Our findings on the effects of taurine supplementation on the inflammatory response were noteworthy. Chronic low-grade inflammation following chronic hyperglycemia in T2DM leads to impaired pancreatic beta cell function and exacerbated insulin resistance [35]. In this study, we observed decreased inflammatory hs-CRP and TNF-α concentrations without significant changes in IL-6 after taurine intervention.

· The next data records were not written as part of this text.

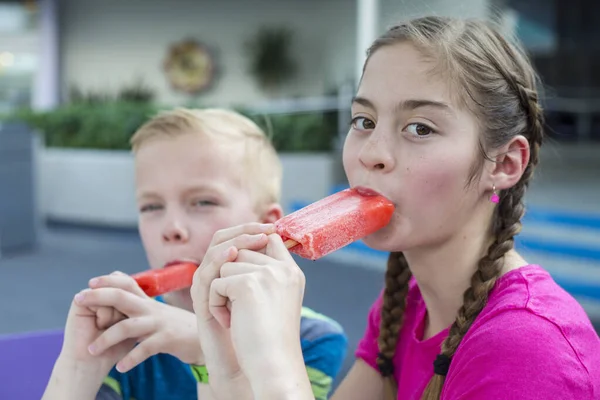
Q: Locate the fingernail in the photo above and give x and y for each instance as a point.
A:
(267, 227)
(120, 366)
(79, 297)
(227, 253)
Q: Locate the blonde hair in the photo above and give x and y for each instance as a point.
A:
(494, 80)
(261, 165)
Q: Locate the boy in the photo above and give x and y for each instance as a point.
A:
(197, 171)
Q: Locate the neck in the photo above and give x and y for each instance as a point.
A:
(443, 272)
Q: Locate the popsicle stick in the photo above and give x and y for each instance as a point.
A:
(290, 243)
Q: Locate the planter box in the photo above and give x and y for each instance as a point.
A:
(96, 187)
(88, 187)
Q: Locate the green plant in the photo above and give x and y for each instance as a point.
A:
(88, 125)
(110, 125)
(270, 59)
(135, 92)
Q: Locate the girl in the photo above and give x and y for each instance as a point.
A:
(447, 124)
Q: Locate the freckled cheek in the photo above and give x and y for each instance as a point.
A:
(432, 183)
(151, 236)
(351, 159)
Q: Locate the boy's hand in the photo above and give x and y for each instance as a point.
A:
(257, 296)
(226, 376)
(249, 288)
(83, 327)
(157, 327)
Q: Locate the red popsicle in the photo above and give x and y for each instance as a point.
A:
(155, 282)
(334, 222)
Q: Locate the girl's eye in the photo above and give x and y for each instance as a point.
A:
(362, 123)
(150, 208)
(419, 130)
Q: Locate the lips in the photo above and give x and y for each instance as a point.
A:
(184, 260)
(365, 191)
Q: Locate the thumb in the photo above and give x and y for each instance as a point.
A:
(276, 248)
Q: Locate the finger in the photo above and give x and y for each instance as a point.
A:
(224, 235)
(253, 257)
(117, 280)
(276, 249)
(223, 293)
(107, 317)
(125, 302)
(217, 255)
(238, 268)
(217, 302)
(140, 353)
(130, 328)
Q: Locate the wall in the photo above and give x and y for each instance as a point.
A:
(107, 43)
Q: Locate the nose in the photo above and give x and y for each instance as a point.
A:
(376, 153)
(176, 232)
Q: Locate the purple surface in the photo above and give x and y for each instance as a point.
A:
(26, 361)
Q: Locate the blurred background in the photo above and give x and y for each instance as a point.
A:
(77, 77)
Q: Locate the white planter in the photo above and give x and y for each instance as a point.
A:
(97, 186)
(88, 186)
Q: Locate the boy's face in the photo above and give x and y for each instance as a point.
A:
(187, 188)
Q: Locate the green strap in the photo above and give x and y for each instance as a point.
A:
(200, 373)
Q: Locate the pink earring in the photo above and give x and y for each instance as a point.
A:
(494, 198)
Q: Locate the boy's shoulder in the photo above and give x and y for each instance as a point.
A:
(161, 376)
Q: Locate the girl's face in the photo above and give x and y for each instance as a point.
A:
(411, 142)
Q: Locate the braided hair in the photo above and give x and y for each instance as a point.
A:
(495, 81)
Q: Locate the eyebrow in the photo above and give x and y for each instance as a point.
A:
(411, 104)
(192, 189)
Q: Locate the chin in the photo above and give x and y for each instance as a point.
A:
(382, 242)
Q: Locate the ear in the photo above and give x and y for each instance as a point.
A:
(510, 163)
(271, 213)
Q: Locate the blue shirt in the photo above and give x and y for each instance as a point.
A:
(165, 377)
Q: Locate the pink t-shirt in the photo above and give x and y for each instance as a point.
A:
(531, 341)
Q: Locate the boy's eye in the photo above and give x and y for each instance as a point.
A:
(150, 208)
(205, 203)
(362, 123)
(420, 130)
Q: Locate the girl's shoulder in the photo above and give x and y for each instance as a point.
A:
(530, 330)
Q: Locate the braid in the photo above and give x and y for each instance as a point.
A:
(397, 277)
(507, 224)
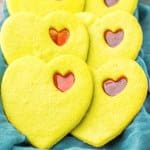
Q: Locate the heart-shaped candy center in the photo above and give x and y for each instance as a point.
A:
(63, 83)
(110, 3)
(59, 37)
(112, 88)
(113, 39)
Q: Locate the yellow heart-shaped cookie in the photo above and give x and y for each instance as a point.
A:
(58, 33)
(43, 7)
(45, 101)
(117, 35)
(103, 7)
(120, 90)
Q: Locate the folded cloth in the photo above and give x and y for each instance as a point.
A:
(135, 137)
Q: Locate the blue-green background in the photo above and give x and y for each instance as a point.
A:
(135, 137)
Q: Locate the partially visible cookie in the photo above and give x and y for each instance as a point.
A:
(120, 90)
(43, 7)
(103, 7)
(58, 33)
(87, 18)
(117, 35)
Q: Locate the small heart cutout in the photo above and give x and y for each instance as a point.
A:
(63, 83)
(110, 3)
(113, 39)
(112, 88)
(59, 37)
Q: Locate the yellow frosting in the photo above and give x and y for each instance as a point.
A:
(108, 115)
(25, 34)
(87, 18)
(100, 8)
(36, 107)
(43, 7)
(100, 52)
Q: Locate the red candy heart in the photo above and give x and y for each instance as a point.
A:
(59, 37)
(110, 3)
(112, 88)
(113, 39)
(63, 83)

These results agree with animal models that analyzed the effects of taurine on the regulation of inflammatory mediators. In line with these results, taurine supplementation significantly decreased TNF-α in mice who were fed a high-fat diet [36]. Supplementation of DM rats with a lower dose of taurine for a shorter term compared to the previous study showed a significant decrease in NF-κB gene expression and a decrease in TNF-α and IL-6 levels [37]. The same findings were observed in a study by Pei et al. in which taurine supplementation suppressed gene expression of TNF-α and deleterious effects of arsenic on beta-pancreatic cells [38], as well as a study by Abd El-Twab et al., in which taurine significantly decreased TNF-α and IL-6 in rats with DM [19]. A clinical trial found that the supplementation of obese women with 3000 mg/day of taurine for 8 weeks improved hs-CRP levels by 29%; however, changes in TNF-α and IL-6 were not significant [23]. It appears that the attenuation of oxidative stress resulting from neutralization of hypochlorous acid by forming taurine chloramine mediates the anti-inflammatory impact of taurine [39]. Taurine chloramine was also shown to suppress the production of inflammatory cytokines such as hs-CRP, TNF-α and IL-6 by inhibiting NF-κB activity as a key mediator of inflammation [32, 40].

Although this study was the first randomized, double-blind, placebo-controlled trial to assess the effect of taurine on inflammatory biomarkers in patients with T2DM, this study has several limitations. These include a short intervention period and a small sample size which are suggested to be considered for future studies. In addition, other oxidative stress indices (such as glutathione peroxidase or thiobarbituric acid reactive substances) and inflammatory biomarkers (including interleukin 1 (IL-1) and monocyte chemoattractant protein-1) are candidates for evaluation following taurine supplementation in patients with T2DM. Given the close link between taurine deficiency and metabolic impairment along with a high prevalence of taurine deficiency in DM, measuring plasma levels of taurine is highly recommended. Hence, the lack of measurement of plasma levels of taurine due to the lack of laboratory capacity is considered a third limitation.

Conclusion

As a whole, this study found that taurine supplementation in patients with T2DM improved oxidative stress indices and reduced levels of inflammatory biomarkers. However, while these results are generalizable to T2DM, it remains to be seen whether these results can be generalized to smokers, or to patients with T1DM. In future research, larger sample sizes and a longer intervention period may be indicated to confirm the efficacy of taurine in affecting clinical differences and preventing complications of T2DM.